Art is inevitably shaped by the conditions or the context in which it is produced, said Lagos-based Dilomprizulike, inferring that artists from Africa instinctively produce art that is said to be African. For Burundi-born Ntakiyica, the themes that informed his artworks are inextricably linked to his identity as an African in the postcolonial era.

Of German and Kenyan ancestry and unable to comfortably fit into any cultural group, Mwangi proposed that the issue of African identity is an inescapable theme. She suggested that while the artists eschewed being labelled, it was part of a necessary process that facilitated understanding of their work. “We need categories to place things,” the Nairobi-born resident of Ludwigshafen in Germany stated. However, she did suggest that categories cannot entirely describe an individual: “You can’t name what a person is.”

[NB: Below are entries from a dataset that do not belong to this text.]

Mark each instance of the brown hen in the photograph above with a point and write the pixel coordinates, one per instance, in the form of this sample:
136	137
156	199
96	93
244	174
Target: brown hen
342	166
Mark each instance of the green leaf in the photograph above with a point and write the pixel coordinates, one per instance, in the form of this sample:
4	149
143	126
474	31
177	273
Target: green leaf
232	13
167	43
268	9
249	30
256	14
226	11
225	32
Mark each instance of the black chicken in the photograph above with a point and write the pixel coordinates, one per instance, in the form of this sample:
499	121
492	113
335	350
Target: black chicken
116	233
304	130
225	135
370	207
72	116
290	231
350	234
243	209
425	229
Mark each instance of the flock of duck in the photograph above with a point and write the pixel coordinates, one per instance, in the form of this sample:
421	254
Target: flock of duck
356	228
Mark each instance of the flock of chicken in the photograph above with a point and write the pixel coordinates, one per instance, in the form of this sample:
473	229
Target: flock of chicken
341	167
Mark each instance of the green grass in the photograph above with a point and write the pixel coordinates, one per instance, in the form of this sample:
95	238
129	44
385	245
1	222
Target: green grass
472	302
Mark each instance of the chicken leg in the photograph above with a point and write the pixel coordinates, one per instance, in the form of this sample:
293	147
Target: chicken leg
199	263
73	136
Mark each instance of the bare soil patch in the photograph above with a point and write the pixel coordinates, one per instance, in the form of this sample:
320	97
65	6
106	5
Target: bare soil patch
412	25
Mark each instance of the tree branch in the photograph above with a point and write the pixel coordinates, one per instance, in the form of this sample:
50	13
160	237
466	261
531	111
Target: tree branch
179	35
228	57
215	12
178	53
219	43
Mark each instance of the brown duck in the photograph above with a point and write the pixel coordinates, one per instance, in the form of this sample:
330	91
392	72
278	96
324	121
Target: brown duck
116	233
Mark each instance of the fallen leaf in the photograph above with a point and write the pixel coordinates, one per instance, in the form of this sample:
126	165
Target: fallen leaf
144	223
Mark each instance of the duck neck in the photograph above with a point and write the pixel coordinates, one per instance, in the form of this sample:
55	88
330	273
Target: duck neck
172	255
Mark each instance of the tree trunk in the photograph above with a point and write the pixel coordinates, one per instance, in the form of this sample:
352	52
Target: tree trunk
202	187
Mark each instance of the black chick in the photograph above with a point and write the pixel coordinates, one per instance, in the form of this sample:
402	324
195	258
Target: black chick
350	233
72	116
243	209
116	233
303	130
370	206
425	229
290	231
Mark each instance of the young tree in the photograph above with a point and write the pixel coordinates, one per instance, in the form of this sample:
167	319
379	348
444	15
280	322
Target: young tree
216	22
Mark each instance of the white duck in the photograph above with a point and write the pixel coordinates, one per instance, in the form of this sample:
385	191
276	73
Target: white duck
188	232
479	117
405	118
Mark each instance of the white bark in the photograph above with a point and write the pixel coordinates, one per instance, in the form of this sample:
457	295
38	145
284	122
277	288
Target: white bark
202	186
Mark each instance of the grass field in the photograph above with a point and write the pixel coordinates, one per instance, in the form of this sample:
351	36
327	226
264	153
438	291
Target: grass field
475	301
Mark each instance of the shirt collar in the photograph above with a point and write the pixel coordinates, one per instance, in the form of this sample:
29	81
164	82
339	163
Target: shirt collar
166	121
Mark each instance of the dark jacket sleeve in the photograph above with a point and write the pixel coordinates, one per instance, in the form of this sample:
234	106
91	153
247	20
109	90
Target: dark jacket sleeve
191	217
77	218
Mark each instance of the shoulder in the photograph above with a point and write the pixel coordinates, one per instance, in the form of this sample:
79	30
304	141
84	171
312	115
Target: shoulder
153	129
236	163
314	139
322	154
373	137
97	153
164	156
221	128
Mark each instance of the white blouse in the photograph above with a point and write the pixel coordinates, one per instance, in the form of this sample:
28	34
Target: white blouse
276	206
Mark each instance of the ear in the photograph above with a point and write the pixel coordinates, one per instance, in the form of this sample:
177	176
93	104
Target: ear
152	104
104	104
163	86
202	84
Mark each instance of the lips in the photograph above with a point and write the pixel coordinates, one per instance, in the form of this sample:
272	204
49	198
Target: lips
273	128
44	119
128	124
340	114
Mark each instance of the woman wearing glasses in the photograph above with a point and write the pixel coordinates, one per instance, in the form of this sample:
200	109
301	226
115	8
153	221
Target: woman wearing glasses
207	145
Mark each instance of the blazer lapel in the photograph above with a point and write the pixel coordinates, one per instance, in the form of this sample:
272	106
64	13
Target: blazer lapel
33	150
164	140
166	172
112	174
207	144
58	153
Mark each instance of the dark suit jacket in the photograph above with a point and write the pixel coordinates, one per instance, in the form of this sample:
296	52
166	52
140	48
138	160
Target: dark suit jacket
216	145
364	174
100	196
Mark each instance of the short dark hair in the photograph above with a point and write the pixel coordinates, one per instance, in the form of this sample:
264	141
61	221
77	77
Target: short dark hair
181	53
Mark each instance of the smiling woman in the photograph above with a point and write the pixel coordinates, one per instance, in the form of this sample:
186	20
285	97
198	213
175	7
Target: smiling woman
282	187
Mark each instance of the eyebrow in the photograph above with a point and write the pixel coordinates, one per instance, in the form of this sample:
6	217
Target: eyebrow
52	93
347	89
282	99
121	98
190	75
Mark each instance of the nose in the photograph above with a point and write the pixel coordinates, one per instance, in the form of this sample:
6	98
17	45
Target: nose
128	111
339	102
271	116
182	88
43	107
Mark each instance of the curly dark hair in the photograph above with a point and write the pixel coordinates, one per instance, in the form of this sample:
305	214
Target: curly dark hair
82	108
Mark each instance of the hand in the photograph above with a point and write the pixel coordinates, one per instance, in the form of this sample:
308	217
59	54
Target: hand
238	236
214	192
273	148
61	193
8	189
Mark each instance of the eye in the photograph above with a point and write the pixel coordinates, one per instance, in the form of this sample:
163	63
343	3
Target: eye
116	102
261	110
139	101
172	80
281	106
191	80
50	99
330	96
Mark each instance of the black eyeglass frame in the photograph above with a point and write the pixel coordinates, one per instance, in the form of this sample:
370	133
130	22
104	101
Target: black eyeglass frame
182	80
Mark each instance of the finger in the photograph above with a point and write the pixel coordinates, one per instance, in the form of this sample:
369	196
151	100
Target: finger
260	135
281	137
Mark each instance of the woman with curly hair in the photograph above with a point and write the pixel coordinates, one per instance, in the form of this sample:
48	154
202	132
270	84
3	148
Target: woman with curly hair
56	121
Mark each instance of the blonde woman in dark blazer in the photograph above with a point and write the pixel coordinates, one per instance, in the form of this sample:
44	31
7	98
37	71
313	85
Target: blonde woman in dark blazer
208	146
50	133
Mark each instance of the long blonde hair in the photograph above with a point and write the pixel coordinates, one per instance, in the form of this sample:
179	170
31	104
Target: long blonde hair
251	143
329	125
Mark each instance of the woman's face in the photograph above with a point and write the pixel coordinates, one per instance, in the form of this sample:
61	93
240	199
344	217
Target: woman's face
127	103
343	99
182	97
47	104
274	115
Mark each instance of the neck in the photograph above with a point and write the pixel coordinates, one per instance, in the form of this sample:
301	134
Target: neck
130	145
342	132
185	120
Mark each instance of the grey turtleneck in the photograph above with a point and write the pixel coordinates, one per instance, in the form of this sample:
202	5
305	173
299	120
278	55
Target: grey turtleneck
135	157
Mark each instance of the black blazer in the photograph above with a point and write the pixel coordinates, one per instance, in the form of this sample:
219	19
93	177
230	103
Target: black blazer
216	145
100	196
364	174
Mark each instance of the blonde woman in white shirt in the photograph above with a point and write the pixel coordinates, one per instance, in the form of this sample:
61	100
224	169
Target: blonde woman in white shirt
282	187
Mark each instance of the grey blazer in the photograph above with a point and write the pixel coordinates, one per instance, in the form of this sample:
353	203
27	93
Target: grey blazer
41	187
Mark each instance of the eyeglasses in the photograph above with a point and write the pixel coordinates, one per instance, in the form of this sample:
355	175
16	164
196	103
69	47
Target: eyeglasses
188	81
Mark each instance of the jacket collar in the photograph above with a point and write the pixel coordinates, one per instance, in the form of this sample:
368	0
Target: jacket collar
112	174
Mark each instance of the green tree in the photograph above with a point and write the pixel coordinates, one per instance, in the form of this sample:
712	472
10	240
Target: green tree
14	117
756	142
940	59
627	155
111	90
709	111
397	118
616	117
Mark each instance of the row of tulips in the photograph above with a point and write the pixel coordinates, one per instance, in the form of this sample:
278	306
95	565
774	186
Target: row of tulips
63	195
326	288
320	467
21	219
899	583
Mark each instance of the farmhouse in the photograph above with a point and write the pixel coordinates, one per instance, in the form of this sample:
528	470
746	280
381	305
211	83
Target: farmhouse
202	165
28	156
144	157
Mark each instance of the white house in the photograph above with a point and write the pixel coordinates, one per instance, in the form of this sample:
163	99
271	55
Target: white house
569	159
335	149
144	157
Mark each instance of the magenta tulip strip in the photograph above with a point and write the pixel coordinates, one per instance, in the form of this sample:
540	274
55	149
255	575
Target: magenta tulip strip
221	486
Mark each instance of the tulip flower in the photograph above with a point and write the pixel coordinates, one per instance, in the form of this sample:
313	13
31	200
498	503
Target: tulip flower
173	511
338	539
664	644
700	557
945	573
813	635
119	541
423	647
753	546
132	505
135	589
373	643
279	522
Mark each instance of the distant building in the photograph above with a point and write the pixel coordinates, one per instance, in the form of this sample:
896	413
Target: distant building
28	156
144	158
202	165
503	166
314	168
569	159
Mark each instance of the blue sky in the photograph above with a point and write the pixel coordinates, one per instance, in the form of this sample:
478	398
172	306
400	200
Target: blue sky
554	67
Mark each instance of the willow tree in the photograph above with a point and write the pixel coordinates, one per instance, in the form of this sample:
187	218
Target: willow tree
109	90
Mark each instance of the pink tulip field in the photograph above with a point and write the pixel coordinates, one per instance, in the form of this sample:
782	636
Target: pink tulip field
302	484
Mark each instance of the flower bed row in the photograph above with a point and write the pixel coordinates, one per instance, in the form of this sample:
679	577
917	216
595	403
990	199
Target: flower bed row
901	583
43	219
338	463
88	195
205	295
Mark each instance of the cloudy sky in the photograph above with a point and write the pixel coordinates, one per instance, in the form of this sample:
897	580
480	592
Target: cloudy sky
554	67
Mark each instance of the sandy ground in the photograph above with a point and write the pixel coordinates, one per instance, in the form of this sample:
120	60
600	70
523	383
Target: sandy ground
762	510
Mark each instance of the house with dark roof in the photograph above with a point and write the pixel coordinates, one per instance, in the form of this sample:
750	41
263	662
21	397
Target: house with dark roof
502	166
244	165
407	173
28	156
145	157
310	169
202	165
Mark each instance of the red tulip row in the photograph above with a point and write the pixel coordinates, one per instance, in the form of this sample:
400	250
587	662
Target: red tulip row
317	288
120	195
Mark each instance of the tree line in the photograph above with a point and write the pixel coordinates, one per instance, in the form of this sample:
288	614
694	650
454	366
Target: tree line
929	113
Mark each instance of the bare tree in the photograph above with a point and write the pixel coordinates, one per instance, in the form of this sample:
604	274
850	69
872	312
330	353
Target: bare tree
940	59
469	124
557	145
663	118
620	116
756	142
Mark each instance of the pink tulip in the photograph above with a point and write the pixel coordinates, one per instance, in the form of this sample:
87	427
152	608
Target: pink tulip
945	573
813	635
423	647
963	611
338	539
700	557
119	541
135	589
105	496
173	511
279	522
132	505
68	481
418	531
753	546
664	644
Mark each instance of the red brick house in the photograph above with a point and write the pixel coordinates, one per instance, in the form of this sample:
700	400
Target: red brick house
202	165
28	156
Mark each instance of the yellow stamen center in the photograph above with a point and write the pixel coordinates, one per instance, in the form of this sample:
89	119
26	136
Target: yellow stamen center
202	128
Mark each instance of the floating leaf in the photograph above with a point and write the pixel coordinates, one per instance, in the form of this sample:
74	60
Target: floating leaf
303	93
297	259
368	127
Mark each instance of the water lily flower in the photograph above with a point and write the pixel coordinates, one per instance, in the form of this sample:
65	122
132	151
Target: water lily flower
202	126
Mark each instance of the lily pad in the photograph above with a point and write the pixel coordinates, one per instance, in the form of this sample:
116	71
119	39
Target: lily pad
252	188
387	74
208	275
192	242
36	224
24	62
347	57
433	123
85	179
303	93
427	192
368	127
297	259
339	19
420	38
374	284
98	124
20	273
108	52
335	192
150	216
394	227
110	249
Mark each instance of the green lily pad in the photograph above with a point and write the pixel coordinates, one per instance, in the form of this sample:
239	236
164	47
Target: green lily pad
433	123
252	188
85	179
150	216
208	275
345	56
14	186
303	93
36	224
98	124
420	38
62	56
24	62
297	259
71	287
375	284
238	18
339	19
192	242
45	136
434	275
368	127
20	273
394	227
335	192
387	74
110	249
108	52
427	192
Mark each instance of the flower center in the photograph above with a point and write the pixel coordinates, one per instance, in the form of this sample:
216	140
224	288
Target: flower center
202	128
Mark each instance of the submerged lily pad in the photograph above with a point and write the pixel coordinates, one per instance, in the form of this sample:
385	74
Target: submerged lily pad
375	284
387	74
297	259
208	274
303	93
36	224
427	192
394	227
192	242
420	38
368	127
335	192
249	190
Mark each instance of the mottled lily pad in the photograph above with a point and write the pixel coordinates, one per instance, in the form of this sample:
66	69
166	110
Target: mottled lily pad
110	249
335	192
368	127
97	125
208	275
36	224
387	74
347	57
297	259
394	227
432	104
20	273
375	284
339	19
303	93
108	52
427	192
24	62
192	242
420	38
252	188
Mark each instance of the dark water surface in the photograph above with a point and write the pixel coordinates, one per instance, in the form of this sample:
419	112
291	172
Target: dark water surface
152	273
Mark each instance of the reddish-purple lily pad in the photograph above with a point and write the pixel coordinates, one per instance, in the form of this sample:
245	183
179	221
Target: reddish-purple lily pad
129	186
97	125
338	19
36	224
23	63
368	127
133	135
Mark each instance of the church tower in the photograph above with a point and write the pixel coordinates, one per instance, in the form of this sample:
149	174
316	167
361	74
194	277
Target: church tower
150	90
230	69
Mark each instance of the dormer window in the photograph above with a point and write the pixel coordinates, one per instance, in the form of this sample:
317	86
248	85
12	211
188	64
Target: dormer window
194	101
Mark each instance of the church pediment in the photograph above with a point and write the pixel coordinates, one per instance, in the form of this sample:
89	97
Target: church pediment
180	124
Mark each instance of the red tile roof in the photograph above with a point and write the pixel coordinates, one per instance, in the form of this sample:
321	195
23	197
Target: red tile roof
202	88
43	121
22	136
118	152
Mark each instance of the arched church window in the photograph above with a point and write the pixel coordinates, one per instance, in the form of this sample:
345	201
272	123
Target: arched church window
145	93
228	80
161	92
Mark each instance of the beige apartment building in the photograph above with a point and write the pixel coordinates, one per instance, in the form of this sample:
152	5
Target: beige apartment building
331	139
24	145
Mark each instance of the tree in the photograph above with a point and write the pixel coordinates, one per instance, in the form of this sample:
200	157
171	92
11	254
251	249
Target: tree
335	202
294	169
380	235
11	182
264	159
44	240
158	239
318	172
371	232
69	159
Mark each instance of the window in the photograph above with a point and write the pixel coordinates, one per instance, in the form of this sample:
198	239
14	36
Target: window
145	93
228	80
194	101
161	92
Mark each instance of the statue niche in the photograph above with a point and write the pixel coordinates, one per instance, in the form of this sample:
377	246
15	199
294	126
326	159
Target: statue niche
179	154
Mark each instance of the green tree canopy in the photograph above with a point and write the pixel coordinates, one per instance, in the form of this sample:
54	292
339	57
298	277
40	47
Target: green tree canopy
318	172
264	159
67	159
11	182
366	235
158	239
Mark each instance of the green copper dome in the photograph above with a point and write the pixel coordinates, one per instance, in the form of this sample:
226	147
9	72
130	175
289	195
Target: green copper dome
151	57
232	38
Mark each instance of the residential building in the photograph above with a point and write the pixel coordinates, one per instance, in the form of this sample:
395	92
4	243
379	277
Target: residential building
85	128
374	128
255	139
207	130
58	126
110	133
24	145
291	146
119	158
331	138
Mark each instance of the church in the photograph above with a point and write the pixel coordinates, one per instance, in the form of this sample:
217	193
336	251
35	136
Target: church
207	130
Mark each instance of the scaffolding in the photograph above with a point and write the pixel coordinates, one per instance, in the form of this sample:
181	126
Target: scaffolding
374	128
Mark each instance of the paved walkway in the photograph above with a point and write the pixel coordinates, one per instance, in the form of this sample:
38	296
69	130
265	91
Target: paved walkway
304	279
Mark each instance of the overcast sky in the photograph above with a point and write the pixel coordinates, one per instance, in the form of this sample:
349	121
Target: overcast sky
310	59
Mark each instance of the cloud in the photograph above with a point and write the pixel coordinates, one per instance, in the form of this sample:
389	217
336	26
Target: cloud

Keen to articulate and share the concepts that inspired their art, the artists tended to desist from engaging fully in any arguments that sought to untangle the complex issues that haunt African identity. And as the discussions shifted to the individual rather than the communal motivations behind the art on exhibit, it became abundantly clear that the artists felt that the only commonality that united their work was that it was shaped by their own idiosyncratic impulses rather than a response to their Africaness.

“I hate this geographical link to my work,” asserted Tchicaya. “My work is about me.” Although born in Paris, one half of Tchicaya’s family is from the Congo. Chérinet concurred with Tchicaya: “My work is never about Africa or Africaness.” Echoing their sentiment, Kentridge said he was relieved that his fellow artists did not consider Africaness as their primary identity.

Speaking about future exhibitions, it became obvious that most of the artists were frequently showing their work on the international art circuit. A few artists suggested that being habitually estranged from the African continent naturally prevented their work from embracing an African aesthetic. Moving between Ethiopia, her birthplace, and Sweden, where she is often based, had destroyed her allegiance to any particular cultural character, Chérinet said.

Some suggested that the conditions for art making in Africa had compelled them to pursue careers abroad. Mihindoa, who was born in Libreville, Gabon, but lives in the Moroccan city of Rabat, was keen to relay the limitations that artists face in Morocco. “Everything is organised so as to prevent us from producing art; there are no budgets, no shows and no audience,” she said.

Despite the constraints facing some continental artists, Mihindou suggested that they could not be dissuaded from producing art; artists would create their own platforms if necessary. While she inferred that Africa Remix provided a vehicle for artists from the continent on which to broadcast their expression, she highlighted the fact that the exhibition could not function as the final word on contemporary African art. “A lot of Africa is missing from Remix” she observed.